The exhibition “Sobre la sangre” is part of this context of gender violence and comprises the touring installation “Frazada (La Sombra), the large canvas that lends its title to the exhibition “Wila Patjharu / Sobre la sangre” and the new site-specific installation “Il Testimone”. In its complexity and articulation, the exhibition entirely transforms the architecture of the exhibition space at Scompiglio, altering the physical and perceptual characteristics, transporting the visitor to a dark and labyrinthine environment that totally envelopes them.

The starting point is the itinerant installation “Frazada (La Sombra) (2016), created for the Bolivian Biennale in 2016, which will travel around the squares of Lucca on its opening day and it will subsequently be set up in the outside spaces of the Tenuta Dello Scompiglio. The installation is made of a sheet mounted on a 1.9m high metal structure usually used for market stalls. The sheet was salvaged from the morgue at La Paz and it is soaked with the blood of a female victim of femicide, causing discomfort to anyone who uses its shade to get relief from the heat on sunny days, as they only gradually become aware of the strong odour of blood emanating from it. With “Frazada” Teresa Margolles gives us a picture of the shadow of gender violence that, in Bolivia, according to the National Institute of Statistics, affects as much as 87% of women.

The heart of the show, in the exhibition space, is the large canvas “Wila Patjharu / Sobre la sangre” (2017), in this case, saturated with the blood of ten femicide victims of La Paz and subsequently embroidered by seven local artisans of the ethnic group Aymara using traditional decorative technics of Bolivian folk dance costumes.
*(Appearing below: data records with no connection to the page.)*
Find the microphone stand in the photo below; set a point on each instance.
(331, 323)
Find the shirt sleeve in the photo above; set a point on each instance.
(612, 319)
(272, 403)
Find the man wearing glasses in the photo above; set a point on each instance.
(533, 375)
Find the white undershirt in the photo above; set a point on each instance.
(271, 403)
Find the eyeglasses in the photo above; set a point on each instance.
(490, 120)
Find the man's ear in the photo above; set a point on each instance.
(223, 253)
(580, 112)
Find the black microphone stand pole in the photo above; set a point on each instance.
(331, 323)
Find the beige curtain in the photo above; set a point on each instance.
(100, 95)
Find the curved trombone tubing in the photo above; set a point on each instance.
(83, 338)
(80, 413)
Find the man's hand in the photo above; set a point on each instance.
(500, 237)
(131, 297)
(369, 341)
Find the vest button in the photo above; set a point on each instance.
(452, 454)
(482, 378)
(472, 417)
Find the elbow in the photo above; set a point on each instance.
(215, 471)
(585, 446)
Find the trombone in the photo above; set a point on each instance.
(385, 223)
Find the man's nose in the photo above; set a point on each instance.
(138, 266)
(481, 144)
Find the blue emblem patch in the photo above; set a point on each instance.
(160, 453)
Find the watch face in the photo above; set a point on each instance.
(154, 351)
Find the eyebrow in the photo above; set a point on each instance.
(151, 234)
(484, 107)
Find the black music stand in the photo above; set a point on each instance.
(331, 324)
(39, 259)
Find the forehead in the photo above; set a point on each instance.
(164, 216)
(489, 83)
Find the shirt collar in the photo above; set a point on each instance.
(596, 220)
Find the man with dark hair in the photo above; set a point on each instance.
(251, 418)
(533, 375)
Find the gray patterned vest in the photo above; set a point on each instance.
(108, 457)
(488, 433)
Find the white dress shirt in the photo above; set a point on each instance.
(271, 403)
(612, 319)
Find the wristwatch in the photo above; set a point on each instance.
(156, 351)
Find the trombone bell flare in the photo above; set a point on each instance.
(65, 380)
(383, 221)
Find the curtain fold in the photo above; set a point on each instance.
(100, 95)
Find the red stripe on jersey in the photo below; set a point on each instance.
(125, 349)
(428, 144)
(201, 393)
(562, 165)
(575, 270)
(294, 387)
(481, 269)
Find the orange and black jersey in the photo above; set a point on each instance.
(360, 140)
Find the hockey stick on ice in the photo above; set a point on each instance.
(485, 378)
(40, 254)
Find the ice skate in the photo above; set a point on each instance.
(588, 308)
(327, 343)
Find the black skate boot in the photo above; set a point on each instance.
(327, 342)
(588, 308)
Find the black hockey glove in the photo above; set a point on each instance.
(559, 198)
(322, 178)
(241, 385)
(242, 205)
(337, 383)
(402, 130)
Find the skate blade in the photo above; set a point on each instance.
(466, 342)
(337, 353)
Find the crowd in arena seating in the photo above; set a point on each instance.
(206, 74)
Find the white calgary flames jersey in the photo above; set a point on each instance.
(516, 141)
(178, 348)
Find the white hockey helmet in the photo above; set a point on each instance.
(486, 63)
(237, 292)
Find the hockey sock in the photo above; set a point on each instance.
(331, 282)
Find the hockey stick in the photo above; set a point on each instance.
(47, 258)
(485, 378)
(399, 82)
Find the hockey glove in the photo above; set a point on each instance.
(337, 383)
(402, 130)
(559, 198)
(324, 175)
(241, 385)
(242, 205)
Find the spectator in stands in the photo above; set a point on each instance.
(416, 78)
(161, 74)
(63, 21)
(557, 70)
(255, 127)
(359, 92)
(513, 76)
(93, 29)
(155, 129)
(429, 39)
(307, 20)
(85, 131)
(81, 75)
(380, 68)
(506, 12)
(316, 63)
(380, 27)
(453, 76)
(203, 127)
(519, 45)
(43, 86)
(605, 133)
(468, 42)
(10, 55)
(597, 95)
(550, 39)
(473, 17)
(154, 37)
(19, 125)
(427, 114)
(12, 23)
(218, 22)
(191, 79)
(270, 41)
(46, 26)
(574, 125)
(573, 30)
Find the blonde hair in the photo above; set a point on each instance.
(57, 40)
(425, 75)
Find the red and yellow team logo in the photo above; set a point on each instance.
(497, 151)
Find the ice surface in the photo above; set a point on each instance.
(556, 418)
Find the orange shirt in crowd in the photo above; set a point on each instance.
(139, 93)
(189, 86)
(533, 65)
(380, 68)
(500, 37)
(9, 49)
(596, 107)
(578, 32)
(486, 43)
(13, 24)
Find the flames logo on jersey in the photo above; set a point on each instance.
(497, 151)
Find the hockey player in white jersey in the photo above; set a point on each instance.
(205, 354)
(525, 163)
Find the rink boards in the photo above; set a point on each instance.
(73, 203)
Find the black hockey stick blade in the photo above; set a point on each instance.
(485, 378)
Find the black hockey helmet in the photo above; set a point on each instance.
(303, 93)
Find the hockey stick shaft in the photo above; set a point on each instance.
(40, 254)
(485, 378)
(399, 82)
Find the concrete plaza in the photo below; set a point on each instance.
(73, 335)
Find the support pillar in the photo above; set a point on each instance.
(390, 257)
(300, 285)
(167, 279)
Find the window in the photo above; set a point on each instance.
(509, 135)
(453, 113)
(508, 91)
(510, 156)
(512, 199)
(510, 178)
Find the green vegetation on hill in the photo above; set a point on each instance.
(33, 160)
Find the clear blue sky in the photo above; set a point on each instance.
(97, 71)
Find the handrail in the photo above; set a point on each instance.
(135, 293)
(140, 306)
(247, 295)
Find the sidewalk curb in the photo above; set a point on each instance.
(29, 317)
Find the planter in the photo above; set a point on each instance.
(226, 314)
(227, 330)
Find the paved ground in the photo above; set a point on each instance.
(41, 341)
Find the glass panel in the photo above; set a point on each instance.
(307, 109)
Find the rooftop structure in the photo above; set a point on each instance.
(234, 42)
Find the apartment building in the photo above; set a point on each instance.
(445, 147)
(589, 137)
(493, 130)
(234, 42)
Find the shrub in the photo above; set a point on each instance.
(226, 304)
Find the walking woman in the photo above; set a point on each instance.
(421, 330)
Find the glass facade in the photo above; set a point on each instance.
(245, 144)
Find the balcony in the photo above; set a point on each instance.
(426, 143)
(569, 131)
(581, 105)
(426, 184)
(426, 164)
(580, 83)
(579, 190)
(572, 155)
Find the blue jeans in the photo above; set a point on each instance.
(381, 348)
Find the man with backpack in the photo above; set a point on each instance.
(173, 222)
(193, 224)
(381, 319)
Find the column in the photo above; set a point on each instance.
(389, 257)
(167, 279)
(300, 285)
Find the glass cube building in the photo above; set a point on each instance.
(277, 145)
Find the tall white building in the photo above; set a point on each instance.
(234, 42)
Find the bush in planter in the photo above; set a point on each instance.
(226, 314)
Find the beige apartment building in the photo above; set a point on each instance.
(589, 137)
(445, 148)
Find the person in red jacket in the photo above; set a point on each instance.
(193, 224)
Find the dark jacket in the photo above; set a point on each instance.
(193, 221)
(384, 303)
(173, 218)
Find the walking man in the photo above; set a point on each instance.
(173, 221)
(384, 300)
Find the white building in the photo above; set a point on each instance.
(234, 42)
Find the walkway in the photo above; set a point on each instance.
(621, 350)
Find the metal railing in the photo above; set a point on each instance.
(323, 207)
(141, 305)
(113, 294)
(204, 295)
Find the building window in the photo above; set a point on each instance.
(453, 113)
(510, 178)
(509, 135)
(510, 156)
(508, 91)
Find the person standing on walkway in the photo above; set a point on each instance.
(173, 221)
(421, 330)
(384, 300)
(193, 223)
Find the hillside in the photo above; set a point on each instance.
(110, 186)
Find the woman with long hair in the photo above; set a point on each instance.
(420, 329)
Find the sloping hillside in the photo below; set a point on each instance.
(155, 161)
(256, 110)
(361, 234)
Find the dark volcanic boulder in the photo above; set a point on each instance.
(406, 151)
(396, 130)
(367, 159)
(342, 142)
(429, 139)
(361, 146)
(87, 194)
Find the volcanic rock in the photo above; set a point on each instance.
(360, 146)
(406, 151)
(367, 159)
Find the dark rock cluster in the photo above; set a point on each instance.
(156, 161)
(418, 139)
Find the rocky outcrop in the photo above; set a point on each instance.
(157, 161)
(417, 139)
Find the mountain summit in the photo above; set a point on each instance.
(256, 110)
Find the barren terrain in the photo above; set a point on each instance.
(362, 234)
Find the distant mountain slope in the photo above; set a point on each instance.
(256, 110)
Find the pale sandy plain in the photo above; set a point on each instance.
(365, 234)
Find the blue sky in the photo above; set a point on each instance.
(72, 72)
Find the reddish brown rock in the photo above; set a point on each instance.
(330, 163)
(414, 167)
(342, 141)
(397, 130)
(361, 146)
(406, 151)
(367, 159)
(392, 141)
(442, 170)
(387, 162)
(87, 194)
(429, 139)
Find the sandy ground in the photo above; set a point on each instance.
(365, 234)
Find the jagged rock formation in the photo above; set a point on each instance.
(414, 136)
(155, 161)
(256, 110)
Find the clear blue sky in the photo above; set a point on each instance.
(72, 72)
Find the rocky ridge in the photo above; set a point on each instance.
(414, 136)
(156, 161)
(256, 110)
It appears much like the way that folklore and tradition often succeed in covering, concealing and transforming a daily tragic realty into ornament. Floral motifs and corporals embellished with sequins, beads and bright-coloured threads, line a synaesthetic, 25-metre pathway, along which the public, enveloped in semi-darkness, is guided in a walk of confrontation with their own convictions and ethical and aesthetic securities to the sound of their own footsteps.

These footsteps lead to the third installation in the exhibition, titled “Il Testimone” (2017), and realized specifically for this show. The environment is configured like a perimeter corridor in semi-darkness, in which are arranged audio traces and two photographs that depict Karla and La Gata, two transsexual prostitutes who died prematurely in the Mexican city, Ciudad Juárez. The audio recordings revolve around refusal and social reluctance, experiences and broken dreams. The former, killed at age 67 in 2015 and the latter at 32 in 2016, paid with their lives for the gender hatred borne by not only their killers, but also the institutions. Being transsexual, prostitutes and poor, makes these deaths that do not count. As Judith Butler says in her essay, “Precarious Life: the Powers of Mournig and Violence”: “Who counts as human? Whose lives count as lives? And finally, what makes for a grievable life?”


Teresa Margolles (born 1963 in Culiacán, Sinaloa, Mexico) has exhibited in numerous museums, institutions and international foundations. Among the major exhibitions: Dallas Biennial, 2017, Biennial of Bolivia, 2016, Neuberger Museum of Art, Acquisto, NY, USA 2015; Migros Museum für Gegenwartskunst, Zurich, 2014; Centro de Arte Dos de Mayo, Madrid, 2014; Principe Claus Fund, Amsterdam, 2012; Museo Universitario de Arte Contemporáneo (MUAC), Città del Messico, 2012; Museo de Arte Moderno, Città del Messico, 2011; Museion, Bolzano, 2011; Kunsthalle Fridericianum, Kassel, 2010; Los Angeles County Museum of Art, Los Angeles, 2010; La Biennale di Venezia, Mexican Pavilion, Venezia, 2009.